(Webb going up for a dunk. Photo by Stephen Dunn, Getty Images)
2/08/1986 - Webb wins slam dunk contest
There were many great moments in the NBA's Slam Dunk Contest in the 1980's. There was Michael Jordan's free-throw takeoff, his sideline one-hander, Dominique Wilkins' double-pump jam, and Terence Stansbury's Statue of Liberty. But only one man made a career out of his slam dunk performance, and that man was Spud Webb.
At the 1986 dunk contest, Spudd went up against Atlanta teammate Domique Wilkins, who was the defending-champion. At 5-foot-7, Webb was not only the smallest player in NBA history, he was a foot smaller than both Michael Jordan (who was not competing) and Wilkins. But Spud had the crowd and a 42-inch vertical leap on his side, and he demonstrated both with flawless precision. At one point he even pulled off a 360-degree spin, impressive considering he couldn't palm the basketball. When it was all said and done, Webb had stunned everyone and was declared the winner of the event.
"I'm proud to be his teammate," said Wilkins. "He's the best little guy I ever saw. ... I scored over 45 on all my dunks but he got 50's so what are you going to do? Everybody likes to see a little guy do well. And he did a lot of dunks guys 6-7 and 6-8 can't do."
Asked how he was able to dunk so high, Webb said, "I haven't the slightest idea. When I find out I'm going to write a book about it. I guess it's just God-given talent."

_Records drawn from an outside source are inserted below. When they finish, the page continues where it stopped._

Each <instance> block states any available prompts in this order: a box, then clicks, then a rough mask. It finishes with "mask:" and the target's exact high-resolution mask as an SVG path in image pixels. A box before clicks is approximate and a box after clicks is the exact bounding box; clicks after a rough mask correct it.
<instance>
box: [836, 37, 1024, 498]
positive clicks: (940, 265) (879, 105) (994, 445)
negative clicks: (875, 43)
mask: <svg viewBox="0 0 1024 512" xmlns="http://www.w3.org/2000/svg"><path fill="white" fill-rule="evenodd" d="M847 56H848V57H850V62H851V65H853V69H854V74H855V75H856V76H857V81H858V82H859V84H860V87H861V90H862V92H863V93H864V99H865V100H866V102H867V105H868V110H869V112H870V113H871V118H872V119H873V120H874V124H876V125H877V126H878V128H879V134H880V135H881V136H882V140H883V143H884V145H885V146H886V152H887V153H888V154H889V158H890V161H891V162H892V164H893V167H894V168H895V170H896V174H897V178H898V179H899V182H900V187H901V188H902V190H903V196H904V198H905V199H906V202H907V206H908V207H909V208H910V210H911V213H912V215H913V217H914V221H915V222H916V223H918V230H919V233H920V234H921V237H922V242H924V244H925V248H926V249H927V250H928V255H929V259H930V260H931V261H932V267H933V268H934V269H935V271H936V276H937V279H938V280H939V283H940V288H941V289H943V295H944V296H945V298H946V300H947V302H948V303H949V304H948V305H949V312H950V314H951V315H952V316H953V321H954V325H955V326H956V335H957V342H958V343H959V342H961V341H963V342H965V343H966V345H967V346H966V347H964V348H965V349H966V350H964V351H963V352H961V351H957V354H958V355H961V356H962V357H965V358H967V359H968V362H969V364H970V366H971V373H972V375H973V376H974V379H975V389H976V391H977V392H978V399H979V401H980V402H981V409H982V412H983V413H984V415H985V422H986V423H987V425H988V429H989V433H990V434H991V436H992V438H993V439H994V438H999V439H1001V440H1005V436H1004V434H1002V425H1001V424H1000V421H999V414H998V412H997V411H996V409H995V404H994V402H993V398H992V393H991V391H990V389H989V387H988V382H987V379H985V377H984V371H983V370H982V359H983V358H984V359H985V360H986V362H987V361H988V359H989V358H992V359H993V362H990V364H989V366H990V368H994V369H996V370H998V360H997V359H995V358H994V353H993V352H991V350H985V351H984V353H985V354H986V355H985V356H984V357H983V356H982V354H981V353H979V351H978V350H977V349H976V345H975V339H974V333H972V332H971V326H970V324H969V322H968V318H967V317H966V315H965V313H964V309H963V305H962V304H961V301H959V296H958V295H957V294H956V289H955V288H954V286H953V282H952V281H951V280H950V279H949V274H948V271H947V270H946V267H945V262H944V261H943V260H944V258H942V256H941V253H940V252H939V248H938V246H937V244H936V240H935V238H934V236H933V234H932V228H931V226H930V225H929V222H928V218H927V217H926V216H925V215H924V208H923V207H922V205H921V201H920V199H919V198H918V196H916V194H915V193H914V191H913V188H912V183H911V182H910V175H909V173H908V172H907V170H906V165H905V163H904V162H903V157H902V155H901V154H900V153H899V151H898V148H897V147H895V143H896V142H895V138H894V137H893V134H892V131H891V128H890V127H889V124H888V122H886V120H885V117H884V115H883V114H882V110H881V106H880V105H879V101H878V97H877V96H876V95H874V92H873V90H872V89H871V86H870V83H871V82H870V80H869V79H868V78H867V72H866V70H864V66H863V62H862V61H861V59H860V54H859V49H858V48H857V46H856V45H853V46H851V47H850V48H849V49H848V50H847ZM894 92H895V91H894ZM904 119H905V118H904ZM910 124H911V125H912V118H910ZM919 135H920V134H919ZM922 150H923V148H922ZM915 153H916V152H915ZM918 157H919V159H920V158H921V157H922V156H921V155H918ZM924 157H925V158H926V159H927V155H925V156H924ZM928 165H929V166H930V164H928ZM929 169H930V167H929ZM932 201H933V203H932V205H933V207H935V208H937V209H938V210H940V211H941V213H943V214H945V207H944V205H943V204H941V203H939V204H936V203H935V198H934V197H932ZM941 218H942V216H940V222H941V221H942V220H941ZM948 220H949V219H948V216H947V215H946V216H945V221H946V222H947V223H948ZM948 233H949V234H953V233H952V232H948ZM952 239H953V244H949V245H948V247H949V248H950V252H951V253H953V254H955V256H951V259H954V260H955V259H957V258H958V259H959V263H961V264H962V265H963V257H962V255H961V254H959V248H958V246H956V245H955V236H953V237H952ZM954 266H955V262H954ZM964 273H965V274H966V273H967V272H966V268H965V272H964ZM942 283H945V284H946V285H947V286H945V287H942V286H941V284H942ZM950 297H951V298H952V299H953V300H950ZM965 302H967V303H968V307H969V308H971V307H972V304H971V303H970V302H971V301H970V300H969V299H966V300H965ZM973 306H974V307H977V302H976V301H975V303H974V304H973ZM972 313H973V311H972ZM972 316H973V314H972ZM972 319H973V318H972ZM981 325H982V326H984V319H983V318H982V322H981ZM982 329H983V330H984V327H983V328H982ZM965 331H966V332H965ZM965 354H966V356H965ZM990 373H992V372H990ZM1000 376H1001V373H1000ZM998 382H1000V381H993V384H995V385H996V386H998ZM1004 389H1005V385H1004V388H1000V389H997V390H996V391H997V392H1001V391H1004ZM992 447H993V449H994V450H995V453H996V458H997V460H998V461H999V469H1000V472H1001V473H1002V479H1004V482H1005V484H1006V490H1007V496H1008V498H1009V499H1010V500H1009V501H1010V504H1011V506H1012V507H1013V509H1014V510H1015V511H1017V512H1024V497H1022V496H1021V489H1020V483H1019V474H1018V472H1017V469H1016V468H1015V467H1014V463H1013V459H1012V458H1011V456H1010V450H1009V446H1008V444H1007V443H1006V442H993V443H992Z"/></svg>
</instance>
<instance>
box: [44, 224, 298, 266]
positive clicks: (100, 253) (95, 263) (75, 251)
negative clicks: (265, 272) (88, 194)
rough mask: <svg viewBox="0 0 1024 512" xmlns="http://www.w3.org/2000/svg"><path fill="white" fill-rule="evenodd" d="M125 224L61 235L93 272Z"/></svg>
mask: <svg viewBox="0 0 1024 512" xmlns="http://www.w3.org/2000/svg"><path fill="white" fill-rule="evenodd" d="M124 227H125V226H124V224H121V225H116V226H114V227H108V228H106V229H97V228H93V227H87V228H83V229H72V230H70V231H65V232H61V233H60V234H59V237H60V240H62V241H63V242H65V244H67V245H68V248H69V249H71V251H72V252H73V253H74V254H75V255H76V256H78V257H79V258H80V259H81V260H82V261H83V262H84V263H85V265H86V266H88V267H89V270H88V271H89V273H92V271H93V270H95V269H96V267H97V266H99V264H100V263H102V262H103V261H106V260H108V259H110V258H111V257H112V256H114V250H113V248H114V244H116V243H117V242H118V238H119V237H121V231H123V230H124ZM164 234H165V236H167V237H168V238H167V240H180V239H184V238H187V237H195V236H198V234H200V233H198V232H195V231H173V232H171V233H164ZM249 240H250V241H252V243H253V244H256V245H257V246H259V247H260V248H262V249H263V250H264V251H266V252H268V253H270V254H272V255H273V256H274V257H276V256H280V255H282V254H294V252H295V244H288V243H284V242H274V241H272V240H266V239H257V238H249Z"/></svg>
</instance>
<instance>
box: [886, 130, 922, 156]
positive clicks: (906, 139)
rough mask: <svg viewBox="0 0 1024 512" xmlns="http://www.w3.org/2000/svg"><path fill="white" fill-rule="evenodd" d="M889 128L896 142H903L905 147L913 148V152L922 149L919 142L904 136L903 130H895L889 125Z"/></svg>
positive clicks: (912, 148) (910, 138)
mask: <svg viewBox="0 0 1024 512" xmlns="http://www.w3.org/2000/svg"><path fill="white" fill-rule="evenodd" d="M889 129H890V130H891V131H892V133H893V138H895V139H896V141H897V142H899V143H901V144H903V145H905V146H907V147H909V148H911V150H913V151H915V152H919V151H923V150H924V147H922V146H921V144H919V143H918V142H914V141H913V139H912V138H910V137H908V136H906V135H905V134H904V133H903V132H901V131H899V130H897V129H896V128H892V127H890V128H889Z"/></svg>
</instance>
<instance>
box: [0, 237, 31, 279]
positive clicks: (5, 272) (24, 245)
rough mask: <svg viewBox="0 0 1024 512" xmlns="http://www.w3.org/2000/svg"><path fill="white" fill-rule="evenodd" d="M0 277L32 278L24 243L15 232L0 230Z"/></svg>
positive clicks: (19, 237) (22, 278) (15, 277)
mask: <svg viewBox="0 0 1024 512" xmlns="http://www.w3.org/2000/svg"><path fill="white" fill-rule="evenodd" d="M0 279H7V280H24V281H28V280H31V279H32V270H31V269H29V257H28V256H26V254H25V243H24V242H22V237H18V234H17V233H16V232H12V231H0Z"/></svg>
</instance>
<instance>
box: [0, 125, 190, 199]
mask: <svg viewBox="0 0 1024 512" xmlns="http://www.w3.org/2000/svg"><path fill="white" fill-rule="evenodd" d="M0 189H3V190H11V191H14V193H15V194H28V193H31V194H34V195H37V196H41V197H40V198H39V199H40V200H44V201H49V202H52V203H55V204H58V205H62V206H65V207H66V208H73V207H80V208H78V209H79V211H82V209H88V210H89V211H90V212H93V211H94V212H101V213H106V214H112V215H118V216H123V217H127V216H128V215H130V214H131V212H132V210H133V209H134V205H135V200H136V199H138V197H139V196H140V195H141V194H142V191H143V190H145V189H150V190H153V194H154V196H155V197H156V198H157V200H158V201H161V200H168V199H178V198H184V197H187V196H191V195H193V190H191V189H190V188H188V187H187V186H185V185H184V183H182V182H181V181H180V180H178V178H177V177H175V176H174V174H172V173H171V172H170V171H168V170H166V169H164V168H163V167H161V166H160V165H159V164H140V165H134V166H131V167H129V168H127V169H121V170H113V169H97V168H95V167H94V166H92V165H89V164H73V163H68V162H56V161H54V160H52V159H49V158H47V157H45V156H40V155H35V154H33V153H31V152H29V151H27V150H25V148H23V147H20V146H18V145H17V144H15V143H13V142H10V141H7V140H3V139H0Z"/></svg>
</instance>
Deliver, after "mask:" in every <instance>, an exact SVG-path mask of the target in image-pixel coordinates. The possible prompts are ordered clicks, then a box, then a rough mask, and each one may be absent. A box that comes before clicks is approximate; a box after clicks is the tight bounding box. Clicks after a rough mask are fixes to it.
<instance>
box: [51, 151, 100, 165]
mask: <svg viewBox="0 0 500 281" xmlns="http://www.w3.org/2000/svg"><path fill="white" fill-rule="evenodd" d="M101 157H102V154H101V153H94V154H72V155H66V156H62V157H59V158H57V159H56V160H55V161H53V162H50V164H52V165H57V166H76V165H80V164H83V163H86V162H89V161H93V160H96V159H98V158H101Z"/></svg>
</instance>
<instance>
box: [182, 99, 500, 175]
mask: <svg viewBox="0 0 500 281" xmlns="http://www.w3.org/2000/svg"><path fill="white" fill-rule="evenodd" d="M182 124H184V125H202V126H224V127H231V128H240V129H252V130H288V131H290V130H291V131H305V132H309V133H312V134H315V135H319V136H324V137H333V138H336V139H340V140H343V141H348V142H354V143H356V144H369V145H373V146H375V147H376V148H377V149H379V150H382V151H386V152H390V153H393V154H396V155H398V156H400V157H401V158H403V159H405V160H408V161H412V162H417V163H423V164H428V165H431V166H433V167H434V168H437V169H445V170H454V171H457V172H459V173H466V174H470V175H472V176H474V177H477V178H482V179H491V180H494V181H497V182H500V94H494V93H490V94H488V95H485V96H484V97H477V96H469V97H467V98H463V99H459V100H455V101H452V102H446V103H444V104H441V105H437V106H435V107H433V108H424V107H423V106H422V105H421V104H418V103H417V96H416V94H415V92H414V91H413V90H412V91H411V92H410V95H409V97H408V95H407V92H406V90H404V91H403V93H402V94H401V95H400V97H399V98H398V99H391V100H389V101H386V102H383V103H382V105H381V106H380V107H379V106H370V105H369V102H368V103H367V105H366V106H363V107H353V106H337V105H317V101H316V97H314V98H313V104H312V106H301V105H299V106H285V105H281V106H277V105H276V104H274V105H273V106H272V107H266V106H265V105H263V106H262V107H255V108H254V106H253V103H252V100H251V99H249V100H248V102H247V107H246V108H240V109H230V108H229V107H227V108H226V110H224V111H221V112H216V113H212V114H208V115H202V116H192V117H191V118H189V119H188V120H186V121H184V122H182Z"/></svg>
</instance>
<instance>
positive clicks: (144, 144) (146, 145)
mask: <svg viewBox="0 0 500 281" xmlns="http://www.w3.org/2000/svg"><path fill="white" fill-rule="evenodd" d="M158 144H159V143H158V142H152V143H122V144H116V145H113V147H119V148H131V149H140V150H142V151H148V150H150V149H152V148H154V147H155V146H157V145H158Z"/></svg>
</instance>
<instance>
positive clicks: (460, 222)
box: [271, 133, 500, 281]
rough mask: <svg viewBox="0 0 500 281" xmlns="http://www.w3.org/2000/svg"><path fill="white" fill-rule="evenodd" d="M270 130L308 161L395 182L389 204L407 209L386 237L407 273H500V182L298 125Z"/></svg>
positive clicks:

It was the defining moment for Webb, who spent the majority of his 13-year career coming off the bench for the Atlanta Hawks. He later spent time with Sacramento, Minnesota and Orlando. A year after his dunk, Webb's distinction as the smallest player in history was lost to Muggsy Bogues, a 5-foot-3 point guard who was drafted by the Washington Bullets.